In my previous post I gave a (very) high level overview of ZFS and why I think it is a solid foundation for vCluster. What I did not say though, was why we chose OpenIndiana over the other operating systems offering ZFS.
Bespoke ZFS powered Enterprise storage solutions created by CatN cloud hosting experts.Find out more Just before Sun was bought by Oracle, Solaris came in 2 flavours. Solaris and Opensolaris. As the name suggests, OpenSolaris was open source and Solaris was the closed source variant. OpenSolaris was to become proper Solaris some day and development was to be made in the open. Because OpenSolaris was opensource, many different projects were born out of it. Nexetnta made a storage appliance. Belenix was a generic desktop with KDE. StormOS was a simple desktop with Xfce. FreeBSD which had lost it’s edge to Linux over the years, took the chance and ported ZFS with great success. Joyent based their cloud 100% on Opensolaris. They even offer their version, called SmartOS, free to download and use in production.

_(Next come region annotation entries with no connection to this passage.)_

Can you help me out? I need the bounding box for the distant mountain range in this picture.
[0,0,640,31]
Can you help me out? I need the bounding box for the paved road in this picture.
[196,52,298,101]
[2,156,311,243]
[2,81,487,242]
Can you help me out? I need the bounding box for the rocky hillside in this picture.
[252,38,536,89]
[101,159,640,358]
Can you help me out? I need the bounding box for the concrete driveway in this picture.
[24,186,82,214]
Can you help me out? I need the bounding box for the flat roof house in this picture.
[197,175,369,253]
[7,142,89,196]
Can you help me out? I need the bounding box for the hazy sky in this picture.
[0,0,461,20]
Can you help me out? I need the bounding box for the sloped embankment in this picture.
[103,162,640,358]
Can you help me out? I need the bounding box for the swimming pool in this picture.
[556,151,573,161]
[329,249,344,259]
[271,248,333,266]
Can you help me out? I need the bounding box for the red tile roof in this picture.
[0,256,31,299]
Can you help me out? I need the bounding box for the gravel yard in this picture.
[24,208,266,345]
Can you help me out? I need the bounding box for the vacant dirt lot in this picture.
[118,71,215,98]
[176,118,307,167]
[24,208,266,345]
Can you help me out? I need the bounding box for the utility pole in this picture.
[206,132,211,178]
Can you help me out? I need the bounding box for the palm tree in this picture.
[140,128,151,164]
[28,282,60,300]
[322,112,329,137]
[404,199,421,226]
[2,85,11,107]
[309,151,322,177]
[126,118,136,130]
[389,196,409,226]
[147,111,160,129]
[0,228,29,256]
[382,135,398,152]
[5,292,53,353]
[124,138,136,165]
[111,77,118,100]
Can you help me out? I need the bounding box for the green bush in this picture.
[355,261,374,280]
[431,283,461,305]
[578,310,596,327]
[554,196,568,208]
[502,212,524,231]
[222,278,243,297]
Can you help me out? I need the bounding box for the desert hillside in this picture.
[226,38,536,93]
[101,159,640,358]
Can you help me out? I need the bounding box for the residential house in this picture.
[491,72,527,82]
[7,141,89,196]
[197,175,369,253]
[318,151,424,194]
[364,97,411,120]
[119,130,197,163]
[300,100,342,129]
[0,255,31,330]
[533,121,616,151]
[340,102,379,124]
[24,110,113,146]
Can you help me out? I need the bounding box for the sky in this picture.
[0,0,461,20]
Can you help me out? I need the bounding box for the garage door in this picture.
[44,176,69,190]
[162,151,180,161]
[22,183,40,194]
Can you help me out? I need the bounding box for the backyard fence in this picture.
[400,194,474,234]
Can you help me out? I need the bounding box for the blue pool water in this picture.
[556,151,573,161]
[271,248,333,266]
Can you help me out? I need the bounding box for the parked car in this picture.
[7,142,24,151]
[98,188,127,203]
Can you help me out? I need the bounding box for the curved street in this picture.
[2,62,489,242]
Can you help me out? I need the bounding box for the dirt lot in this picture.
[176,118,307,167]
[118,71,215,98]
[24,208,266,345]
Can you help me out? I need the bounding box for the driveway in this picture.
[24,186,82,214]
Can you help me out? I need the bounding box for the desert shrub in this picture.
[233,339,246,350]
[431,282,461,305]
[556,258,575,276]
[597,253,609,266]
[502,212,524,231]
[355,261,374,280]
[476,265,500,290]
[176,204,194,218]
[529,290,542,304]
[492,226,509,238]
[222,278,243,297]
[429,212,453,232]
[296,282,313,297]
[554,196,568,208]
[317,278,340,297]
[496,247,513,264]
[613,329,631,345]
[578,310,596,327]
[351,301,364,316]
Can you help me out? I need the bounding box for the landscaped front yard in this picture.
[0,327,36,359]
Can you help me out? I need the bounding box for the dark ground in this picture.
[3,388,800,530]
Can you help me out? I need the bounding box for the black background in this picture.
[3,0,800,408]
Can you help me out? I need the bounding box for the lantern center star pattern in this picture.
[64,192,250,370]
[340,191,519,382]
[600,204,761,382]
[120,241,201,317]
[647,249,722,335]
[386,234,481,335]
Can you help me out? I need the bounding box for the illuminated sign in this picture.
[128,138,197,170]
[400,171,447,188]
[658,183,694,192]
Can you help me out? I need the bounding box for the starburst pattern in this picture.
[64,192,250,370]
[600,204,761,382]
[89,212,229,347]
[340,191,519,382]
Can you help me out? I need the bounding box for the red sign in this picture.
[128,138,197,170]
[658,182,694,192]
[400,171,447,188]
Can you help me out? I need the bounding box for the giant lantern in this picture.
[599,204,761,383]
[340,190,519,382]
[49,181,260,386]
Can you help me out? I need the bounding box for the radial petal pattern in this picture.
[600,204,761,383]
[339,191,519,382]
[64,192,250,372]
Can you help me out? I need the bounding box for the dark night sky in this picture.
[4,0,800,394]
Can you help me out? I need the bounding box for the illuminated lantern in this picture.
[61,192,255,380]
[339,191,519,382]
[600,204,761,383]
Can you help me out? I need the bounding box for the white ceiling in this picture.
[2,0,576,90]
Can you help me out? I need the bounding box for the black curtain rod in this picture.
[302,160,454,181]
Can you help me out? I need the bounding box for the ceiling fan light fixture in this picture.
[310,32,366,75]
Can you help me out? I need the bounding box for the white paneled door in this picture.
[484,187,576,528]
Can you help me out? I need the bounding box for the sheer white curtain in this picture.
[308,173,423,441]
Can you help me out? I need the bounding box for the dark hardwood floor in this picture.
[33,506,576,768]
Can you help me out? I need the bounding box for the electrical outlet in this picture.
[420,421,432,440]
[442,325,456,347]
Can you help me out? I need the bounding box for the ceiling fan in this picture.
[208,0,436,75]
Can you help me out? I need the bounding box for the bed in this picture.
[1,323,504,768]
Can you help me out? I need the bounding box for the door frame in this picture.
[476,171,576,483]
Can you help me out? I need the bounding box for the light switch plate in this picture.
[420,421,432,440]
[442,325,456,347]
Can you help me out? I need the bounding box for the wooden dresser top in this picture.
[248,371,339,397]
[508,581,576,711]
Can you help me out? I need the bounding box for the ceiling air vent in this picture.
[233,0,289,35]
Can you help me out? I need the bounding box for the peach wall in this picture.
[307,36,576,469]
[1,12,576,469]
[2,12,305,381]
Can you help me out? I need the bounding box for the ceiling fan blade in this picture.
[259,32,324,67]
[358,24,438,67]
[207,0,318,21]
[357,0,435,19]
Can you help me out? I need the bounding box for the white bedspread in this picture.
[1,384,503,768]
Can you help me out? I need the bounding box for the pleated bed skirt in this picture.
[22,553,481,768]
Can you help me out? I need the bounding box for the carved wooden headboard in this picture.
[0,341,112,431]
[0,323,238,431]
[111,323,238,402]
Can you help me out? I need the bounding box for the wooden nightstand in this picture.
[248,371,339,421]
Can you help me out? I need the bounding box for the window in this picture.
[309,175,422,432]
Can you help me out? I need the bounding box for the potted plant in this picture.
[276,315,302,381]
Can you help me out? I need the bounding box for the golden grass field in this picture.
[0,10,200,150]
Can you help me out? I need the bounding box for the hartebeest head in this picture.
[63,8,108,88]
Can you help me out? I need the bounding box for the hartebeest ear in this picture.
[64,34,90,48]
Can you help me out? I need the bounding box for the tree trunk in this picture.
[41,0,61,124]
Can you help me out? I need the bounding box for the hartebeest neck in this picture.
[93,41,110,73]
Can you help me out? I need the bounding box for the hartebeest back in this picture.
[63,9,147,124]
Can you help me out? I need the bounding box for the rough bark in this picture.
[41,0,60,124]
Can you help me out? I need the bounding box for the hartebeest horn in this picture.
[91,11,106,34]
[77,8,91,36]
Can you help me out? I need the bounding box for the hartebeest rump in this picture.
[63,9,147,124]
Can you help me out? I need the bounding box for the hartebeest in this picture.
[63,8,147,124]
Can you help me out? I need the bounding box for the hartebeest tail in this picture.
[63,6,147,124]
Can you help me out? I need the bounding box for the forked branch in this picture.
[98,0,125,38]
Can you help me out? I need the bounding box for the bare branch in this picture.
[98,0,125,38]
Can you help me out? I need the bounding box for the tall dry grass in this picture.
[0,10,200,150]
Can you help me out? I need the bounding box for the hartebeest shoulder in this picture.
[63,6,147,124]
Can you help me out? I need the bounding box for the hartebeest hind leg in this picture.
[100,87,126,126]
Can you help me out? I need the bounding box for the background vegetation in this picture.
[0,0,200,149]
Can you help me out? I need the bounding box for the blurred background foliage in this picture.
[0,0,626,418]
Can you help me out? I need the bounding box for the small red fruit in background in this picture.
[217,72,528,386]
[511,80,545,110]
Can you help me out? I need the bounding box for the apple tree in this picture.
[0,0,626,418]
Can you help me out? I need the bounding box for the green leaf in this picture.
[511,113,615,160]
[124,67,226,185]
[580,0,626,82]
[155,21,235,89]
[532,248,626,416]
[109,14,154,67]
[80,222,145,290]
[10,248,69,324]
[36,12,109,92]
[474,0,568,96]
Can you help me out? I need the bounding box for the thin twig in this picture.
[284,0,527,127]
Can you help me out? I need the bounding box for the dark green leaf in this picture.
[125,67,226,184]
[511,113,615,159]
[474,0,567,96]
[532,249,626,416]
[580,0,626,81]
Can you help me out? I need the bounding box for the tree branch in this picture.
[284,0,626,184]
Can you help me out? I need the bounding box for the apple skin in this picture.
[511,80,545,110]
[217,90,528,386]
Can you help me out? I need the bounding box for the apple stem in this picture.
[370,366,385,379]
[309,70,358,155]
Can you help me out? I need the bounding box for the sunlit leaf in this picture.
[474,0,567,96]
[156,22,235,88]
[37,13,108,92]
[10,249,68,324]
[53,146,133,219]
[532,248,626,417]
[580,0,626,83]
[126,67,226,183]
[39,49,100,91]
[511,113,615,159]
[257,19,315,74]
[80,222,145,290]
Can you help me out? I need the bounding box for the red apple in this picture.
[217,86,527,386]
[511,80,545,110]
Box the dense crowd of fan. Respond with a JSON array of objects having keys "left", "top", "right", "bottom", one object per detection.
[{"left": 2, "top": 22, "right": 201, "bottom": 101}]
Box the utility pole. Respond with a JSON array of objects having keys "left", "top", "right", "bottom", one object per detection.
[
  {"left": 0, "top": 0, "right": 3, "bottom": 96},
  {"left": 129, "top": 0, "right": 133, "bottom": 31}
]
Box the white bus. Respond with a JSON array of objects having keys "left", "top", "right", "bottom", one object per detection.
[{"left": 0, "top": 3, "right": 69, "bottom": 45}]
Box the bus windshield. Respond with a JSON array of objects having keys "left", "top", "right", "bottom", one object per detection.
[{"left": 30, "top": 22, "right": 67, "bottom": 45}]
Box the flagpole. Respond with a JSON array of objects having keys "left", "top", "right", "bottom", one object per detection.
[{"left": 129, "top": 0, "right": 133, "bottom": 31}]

Alas, Sun was bought by Oracle, Oracle closed the Solaris source code and open development of OpenSolaris ended.
Or did it?
Just before Oracle closed the OpenSolaris source, a group of hardcore Solaris sysadmins and companies using OpenSolaris for their business decided to create a distro of OpenSolaris, called OpenIndiana. Their aim was to collaborate and move the platform forward and avoid Oracle and their heavy handed policies altogether. The result was Illumos, which is the kernel, and OpenIndiana which is the full generic server grade OS that OpenSolaris was.
So what choices did we have for ZFS storage?
One obvious one would be OpenIndiana. For all intents and purposes, it is the continuation of OpenSolaris. It is a stable platform, it has features beyond ZFS that are not found in any other system (i’ll talk about these later), but it has a flaw. Familiarity with the platform is very low. Solaris in general and by extension OpenIndiana where nowhere near as popular as Linux of FreeBSD. For one person familiar with Solaris you could find fifty familiar with Linux.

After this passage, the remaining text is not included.